Say you just sorted a whole bunch of bam files and now want to create an index for each.

The obvious (but wrong) solution would be samtools index *.sorted.bam. Wrong, because samtools index only takes a single input bam file path.

The next obvious (correct) solution might be:

for i in *.sorted.bam
do
	samtools index $i
done

But who wants to type all that? And anyways, this is a post about running things in parallel, which this is not.

Enter the solution using GNU parallel: ls *.sorted.bam | parallel -j4 samtools index {}. Simple, runs 4 processes in parallel until they all finish.

Installing parallel is as easy as brew install parallel (on OS X with homebrew installed), or sudo apt-get install parallel (on Ubuntu et al; may need an extra command depending on your version).

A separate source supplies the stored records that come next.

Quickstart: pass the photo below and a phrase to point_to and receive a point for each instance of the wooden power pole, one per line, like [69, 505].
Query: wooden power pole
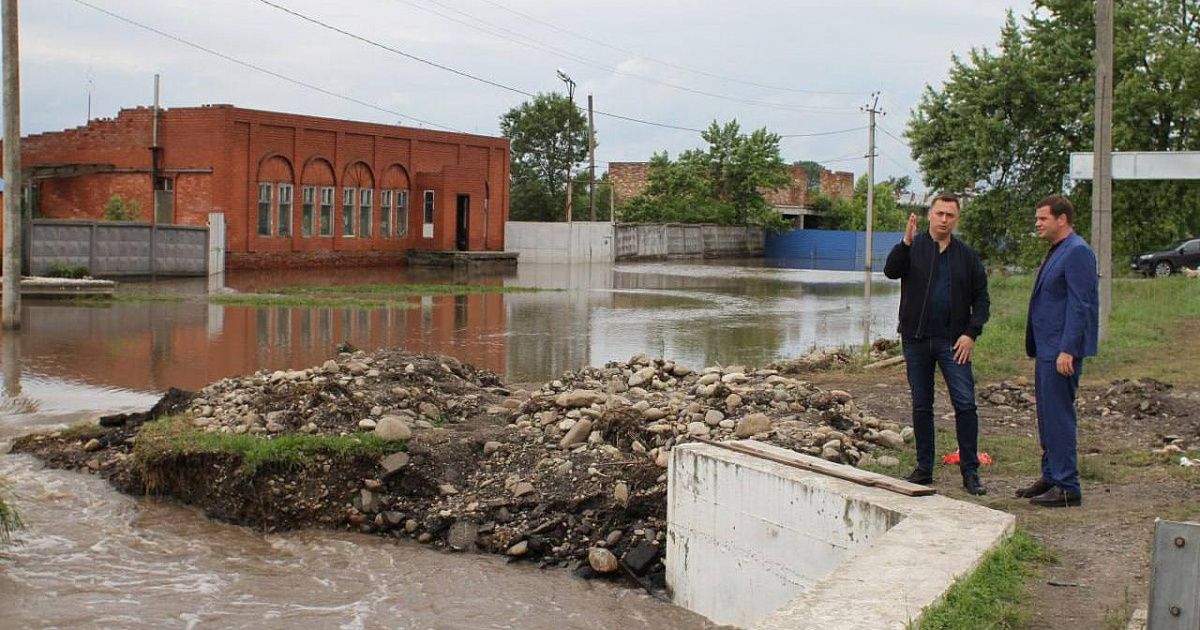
[13, 186]
[1102, 165]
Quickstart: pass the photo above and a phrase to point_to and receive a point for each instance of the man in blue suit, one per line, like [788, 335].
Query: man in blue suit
[1061, 329]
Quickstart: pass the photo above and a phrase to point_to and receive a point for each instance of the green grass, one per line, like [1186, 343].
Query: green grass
[403, 289]
[358, 295]
[169, 438]
[1011, 455]
[10, 520]
[1152, 331]
[269, 299]
[995, 595]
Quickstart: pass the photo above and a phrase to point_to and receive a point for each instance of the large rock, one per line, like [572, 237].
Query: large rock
[393, 427]
[753, 424]
[579, 397]
[394, 462]
[462, 535]
[601, 561]
[577, 435]
[891, 439]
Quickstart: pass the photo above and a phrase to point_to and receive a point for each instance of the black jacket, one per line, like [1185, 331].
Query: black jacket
[913, 267]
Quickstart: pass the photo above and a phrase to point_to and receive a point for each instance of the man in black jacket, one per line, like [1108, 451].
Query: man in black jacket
[943, 306]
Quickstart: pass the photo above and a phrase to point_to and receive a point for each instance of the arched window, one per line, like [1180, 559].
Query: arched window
[317, 198]
[394, 202]
[275, 178]
[358, 201]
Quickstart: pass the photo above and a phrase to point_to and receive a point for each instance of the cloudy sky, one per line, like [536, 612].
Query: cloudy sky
[802, 69]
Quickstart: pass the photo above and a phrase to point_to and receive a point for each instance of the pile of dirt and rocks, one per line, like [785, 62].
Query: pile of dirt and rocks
[571, 474]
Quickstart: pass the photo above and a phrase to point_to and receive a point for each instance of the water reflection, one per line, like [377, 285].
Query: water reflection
[699, 313]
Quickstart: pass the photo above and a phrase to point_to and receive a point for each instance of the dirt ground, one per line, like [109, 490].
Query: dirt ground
[1103, 549]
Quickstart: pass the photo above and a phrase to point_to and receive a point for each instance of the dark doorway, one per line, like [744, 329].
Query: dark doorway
[463, 223]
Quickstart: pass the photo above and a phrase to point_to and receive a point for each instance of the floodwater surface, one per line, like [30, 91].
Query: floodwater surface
[95, 558]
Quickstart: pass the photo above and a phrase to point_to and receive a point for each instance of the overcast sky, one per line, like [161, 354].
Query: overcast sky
[797, 67]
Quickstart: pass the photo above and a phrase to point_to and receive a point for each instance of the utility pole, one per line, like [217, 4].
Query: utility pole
[13, 186]
[570, 153]
[1102, 165]
[592, 159]
[871, 111]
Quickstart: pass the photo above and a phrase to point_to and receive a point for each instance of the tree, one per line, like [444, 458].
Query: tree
[118, 209]
[721, 184]
[540, 149]
[1005, 123]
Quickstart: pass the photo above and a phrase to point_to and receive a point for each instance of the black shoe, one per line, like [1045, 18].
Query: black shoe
[1056, 497]
[922, 478]
[1033, 489]
[972, 485]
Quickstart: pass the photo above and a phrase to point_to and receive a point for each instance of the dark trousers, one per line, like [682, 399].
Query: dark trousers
[921, 357]
[1056, 423]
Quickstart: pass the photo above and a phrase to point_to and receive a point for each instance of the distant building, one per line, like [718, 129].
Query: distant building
[629, 179]
[295, 190]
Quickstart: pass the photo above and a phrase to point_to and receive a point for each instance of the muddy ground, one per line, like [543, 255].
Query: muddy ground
[571, 473]
[1103, 547]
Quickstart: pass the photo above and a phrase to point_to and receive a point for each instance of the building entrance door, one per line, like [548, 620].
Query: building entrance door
[462, 223]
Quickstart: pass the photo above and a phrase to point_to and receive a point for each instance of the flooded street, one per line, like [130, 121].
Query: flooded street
[95, 558]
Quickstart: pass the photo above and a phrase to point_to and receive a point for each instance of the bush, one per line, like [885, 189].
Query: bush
[118, 209]
[66, 270]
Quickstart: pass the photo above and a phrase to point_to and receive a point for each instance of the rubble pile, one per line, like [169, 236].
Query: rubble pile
[573, 474]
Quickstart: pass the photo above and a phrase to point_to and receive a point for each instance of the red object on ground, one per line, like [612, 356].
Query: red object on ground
[984, 459]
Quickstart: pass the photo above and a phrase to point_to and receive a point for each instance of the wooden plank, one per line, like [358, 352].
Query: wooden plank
[863, 478]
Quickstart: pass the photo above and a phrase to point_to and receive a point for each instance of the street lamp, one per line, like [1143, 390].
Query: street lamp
[570, 96]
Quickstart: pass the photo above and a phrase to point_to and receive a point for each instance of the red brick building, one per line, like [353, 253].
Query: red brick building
[294, 190]
[629, 179]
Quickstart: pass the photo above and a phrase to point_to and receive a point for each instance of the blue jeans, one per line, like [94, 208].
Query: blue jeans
[921, 357]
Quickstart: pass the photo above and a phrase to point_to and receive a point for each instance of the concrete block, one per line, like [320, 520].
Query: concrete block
[757, 544]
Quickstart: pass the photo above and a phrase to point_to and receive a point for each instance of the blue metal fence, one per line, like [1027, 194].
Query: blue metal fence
[829, 249]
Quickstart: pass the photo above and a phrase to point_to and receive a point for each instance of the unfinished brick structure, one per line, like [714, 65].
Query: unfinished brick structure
[629, 179]
[295, 190]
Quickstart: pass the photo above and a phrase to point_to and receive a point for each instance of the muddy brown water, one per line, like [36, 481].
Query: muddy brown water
[94, 558]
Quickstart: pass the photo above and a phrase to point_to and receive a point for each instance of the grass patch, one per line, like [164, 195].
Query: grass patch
[995, 595]
[1152, 333]
[403, 289]
[171, 438]
[270, 299]
[1011, 455]
[10, 520]
[359, 295]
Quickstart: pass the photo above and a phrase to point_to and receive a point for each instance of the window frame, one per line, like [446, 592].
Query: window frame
[325, 209]
[348, 211]
[429, 210]
[366, 213]
[286, 197]
[401, 225]
[385, 213]
[307, 210]
[265, 208]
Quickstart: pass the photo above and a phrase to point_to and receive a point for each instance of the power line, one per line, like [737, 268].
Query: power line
[669, 64]
[821, 133]
[259, 69]
[459, 72]
[888, 133]
[516, 37]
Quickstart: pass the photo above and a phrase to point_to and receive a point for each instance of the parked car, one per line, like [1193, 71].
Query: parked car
[1168, 259]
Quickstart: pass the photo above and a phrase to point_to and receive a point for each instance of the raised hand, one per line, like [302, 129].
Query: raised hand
[911, 229]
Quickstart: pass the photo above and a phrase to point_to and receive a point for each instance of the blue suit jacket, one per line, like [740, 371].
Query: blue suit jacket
[1065, 305]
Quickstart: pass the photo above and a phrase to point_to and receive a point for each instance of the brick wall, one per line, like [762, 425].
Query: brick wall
[629, 179]
[217, 155]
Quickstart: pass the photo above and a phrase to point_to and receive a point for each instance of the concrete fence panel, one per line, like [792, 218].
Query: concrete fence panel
[118, 249]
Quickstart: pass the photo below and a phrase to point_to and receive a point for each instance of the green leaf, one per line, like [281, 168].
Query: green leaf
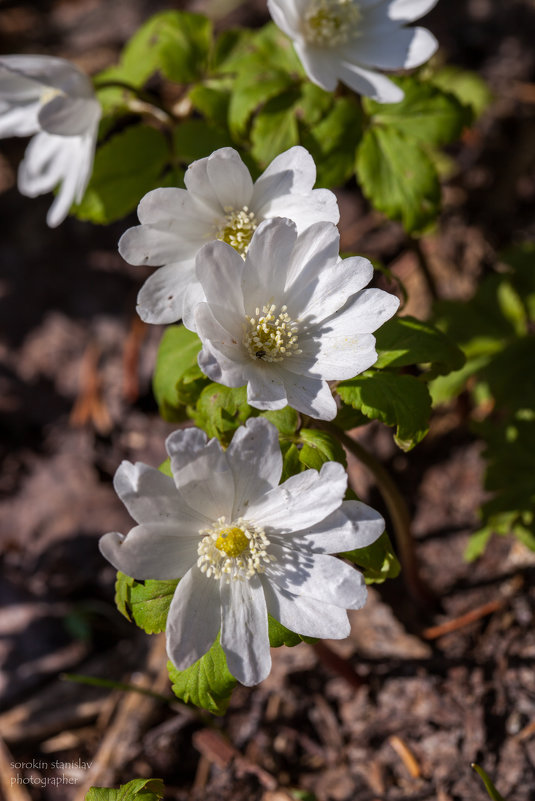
[468, 87]
[177, 379]
[175, 43]
[145, 602]
[398, 177]
[286, 420]
[195, 139]
[320, 447]
[274, 128]
[127, 166]
[136, 790]
[426, 114]
[123, 585]
[333, 140]
[207, 684]
[149, 602]
[221, 410]
[397, 400]
[378, 560]
[489, 787]
[249, 92]
[405, 340]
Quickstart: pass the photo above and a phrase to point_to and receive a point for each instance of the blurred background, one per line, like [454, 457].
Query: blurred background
[394, 712]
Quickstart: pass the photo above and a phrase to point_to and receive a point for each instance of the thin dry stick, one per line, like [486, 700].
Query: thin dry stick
[397, 508]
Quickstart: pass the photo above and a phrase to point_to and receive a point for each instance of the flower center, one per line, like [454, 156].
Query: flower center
[329, 23]
[271, 337]
[236, 551]
[238, 228]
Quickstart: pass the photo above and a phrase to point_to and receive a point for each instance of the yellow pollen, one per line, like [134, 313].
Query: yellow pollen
[233, 552]
[232, 541]
[271, 337]
[329, 23]
[238, 228]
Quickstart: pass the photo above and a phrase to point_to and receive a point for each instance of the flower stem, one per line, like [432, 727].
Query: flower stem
[397, 509]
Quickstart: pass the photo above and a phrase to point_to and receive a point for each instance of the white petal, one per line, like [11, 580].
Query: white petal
[409, 10]
[151, 551]
[230, 179]
[320, 65]
[267, 261]
[319, 576]
[219, 269]
[194, 619]
[220, 368]
[69, 116]
[244, 631]
[353, 525]
[201, 473]
[161, 298]
[19, 120]
[305, 615]
[403, 48]
[334, 356]
[310, 395]
[151, 497]
[291, 172]
[304, 210]
[255, 459]
[369, 83]
[303, 499]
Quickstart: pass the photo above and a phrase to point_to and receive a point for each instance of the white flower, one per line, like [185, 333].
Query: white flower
[241, 545]
[291, 317]
[51, 98]
[221, 202]
[347, 40]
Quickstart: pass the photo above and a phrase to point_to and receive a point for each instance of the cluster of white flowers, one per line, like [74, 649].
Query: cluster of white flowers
[348, 40]
[254, 269]
[51, 98]
[242, 545]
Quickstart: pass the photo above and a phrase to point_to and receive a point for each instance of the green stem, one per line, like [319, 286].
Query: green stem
[397, 509]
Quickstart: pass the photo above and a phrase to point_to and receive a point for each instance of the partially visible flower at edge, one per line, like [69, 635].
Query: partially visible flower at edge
[241, 545]
[54, 100]
[348, 40]
[220, 202]
[289, 319]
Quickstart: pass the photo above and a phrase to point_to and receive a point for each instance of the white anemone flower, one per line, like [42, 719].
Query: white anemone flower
[241, 545]
[220, 202]
[289, 319]
[51, 98]
[348, 40]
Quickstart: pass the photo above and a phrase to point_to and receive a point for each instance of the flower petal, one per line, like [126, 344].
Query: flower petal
[305, 616]
[319, 576]
[151, 497]
[244, 630]
[255, 459]
[161, 298]
[353, 525]
[151, 551]
[194, 619]
[369, 83]
[409, 10]
[292, 172]
[201, 473]
[230, 179]
[403, 48]
[302, 500]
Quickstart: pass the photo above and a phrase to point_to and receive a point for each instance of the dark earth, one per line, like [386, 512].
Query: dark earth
[397, 711]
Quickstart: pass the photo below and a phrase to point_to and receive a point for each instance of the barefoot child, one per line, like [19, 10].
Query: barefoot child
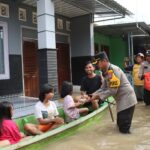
[46, 112]
[70, 107]
[9, 131]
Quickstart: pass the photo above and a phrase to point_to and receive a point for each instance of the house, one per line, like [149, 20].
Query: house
[47, 41]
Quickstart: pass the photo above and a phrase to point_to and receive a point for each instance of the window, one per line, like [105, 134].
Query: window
[4, 61]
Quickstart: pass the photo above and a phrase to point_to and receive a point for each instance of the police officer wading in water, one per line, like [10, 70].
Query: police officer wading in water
[117, 85]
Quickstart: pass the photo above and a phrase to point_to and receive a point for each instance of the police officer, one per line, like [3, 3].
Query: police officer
[117, 85]
[144, 73]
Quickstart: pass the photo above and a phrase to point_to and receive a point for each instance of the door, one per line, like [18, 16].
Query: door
[31, 71]
[63, 63]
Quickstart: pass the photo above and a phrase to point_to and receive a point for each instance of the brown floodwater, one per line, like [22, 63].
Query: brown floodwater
[104, 135]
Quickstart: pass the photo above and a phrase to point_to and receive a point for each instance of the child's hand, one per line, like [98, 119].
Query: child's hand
[58, 120]
[94, 97]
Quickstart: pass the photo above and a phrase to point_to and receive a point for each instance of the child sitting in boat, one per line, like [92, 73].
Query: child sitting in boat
[70, 106]
[46, 112]
[9, 131]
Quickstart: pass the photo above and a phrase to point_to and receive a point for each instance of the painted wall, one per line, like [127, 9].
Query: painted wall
[117, 46]
[14, 85]
[81, 36]
[16, 30]
[81, 46]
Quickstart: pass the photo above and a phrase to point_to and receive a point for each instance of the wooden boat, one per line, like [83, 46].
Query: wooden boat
[39, 142]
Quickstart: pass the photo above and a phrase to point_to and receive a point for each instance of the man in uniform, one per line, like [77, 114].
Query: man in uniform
[117, 85]
[144, 73]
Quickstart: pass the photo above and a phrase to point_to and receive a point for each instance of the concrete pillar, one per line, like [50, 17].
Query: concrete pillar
[46, 24]
[47, 43]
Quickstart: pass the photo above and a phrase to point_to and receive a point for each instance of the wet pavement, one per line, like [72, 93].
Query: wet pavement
[105, 136]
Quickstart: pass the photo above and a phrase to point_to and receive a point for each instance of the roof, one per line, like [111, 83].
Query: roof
[74, 8]
[137, 29]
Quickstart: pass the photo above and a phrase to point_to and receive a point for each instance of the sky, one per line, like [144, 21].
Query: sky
[140, 9]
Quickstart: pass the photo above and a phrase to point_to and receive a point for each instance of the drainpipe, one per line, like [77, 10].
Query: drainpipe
[132, 51]
[129, 48]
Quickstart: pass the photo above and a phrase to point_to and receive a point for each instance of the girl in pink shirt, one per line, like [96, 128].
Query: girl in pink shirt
[9, 131]
[70, 107]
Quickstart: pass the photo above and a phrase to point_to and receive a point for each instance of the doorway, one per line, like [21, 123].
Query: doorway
[63, 63]
[31, 70]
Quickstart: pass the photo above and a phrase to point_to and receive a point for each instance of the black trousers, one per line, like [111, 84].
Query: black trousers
[124, 119]
[146, 97]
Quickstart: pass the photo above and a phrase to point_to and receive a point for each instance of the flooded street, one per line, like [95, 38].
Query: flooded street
[105, 136]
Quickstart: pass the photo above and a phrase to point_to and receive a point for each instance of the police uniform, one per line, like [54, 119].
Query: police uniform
[117, 85]
[145, 69]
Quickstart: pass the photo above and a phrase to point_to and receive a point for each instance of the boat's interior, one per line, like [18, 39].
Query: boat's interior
[31, 119]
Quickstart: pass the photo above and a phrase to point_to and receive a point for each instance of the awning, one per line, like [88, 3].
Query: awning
[136, 28]
[99, 8]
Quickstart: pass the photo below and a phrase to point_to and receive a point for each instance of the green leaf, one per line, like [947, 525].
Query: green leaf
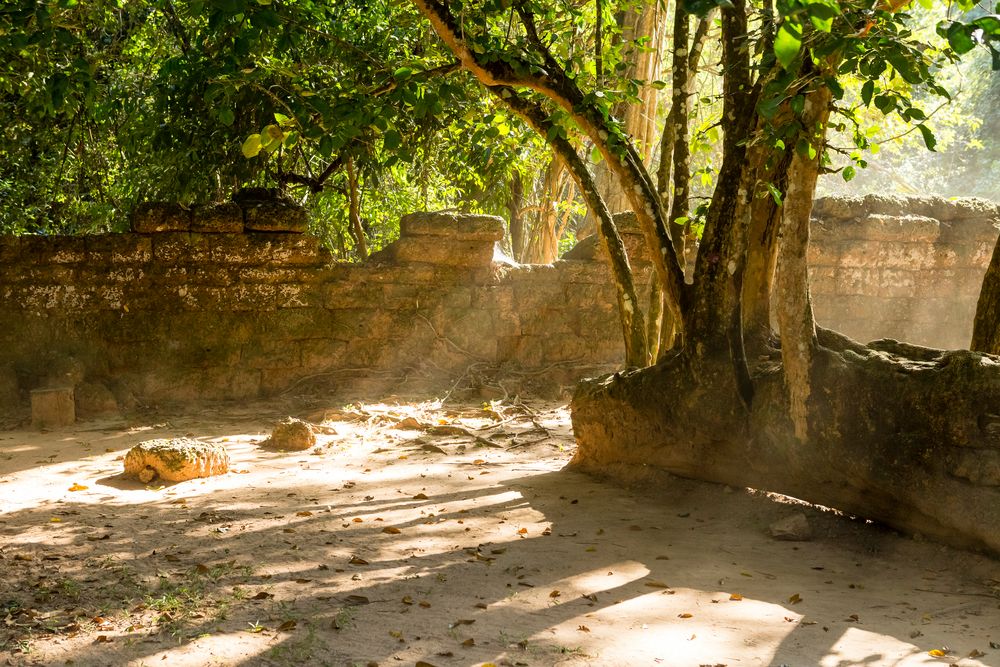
[867, 90]
[392, 140]
[929, 140]
[959, 38]
[788, 43]
[251, 147]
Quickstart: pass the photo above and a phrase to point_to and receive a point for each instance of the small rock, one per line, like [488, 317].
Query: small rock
[291, 434]
[794, 528]
[176, 460]
[155, 217]
[224, 218]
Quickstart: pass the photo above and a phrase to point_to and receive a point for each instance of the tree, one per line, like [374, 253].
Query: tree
[822, 423]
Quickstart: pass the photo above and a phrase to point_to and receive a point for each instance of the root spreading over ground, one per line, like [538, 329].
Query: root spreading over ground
[421, 533]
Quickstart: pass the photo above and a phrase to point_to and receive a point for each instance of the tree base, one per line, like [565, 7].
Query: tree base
[905, 435]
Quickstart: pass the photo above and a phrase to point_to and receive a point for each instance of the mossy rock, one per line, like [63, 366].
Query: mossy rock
[176, 460]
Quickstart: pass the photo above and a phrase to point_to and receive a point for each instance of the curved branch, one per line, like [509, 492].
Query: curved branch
[628, 304]
[554, 84]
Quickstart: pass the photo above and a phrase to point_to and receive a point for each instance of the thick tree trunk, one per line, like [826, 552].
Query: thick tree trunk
[986, 330]
[514, 207]
[904, 435]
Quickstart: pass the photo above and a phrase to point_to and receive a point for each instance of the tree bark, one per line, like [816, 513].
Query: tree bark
[794, 306]
[986, 330]
[933, 471]
[633, 328]
[354, 211]
[514, 207]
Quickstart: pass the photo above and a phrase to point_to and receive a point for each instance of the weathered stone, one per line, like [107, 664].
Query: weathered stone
[10, 393]
[93, 399]
[176, 460]
[155, 217]
[461, 226]
[52, 407]
[224, 218]
[65, 371]
[291, 434]
[274, 216]
[792, 528]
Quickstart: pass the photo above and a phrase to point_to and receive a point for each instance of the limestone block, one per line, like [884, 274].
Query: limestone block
[225, 218]
[456, 225]
[52, 407]
[291, 434]
[438, 250]
[274, 216]
[176, 460]
[93, 398]
[155, 217]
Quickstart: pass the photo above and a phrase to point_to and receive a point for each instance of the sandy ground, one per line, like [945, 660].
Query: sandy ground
[457, 537]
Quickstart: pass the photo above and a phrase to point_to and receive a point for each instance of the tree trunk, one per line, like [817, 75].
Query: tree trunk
[514, 207]
[795, 314]
[354, 211]
[986, 330]
[933, 471]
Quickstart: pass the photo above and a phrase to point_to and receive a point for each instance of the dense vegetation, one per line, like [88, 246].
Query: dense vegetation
[113, 102]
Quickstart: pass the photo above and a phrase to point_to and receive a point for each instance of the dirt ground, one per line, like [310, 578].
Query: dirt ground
[443, 535]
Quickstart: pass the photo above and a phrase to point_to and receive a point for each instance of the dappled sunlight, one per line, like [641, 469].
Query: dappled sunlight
[374, 546]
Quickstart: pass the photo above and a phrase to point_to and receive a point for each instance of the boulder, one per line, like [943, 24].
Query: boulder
[176, 460]
[291, 434]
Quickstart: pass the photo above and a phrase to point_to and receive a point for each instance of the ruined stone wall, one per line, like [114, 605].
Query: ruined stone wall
[181, 315]
[903, 268]
[206, 306]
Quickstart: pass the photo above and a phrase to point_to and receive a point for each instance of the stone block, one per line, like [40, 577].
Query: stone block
[438, 250]
[224, 218]
[459, 226]
[274, 216]
[156, 217]
[52, 407]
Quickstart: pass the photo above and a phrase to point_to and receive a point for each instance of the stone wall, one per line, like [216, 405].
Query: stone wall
[203, 305]
[182, 315]
[909, 269]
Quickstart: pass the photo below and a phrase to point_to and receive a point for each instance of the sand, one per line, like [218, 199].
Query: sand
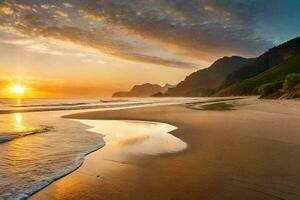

A quick intro to parallel:

  • inputs can be passed to parallel by piping them in, as above
  • alternately, you can specify them using this format: parallel echo {} ::: A B C, which echos A, B, and C (each separately, in a random order)
  • The {} will be replaced by the inputs as given. You can also lop off the file name extension using {.}, for example: ls *.bam | parallel echo samtools sort {} {.}.sorted, which issues commands of the variety samtools sort mysample.bam mysample.sorted.
  • the --dryrun option will echo the commands back to you without running them. I find it easier to just type the word “echo” before my command
  • by default the output from each command will only be printed to stdout after the command has completed; to intersperse output from all commands in real time, use the -u (“ungroup”) argument to parallel
  • by default, the number of processes is the number of cores available on the computer. Use -j n to specify n jobs in parallel
  • to run more complex commands using parallel, you may need to use quotation marks around the command

A note of caution: monitor your CPU usage when running jobs in parallel. If your processes aren’t getting up to 100% CPU usage each, this might be indicative of an file read/write bottleneck, and reducing -j might actually help your overall runtime. For example, running samtools sort in parallel on lots of files exacerbates the thrashing problem described previously because there even more files being read simultaneously.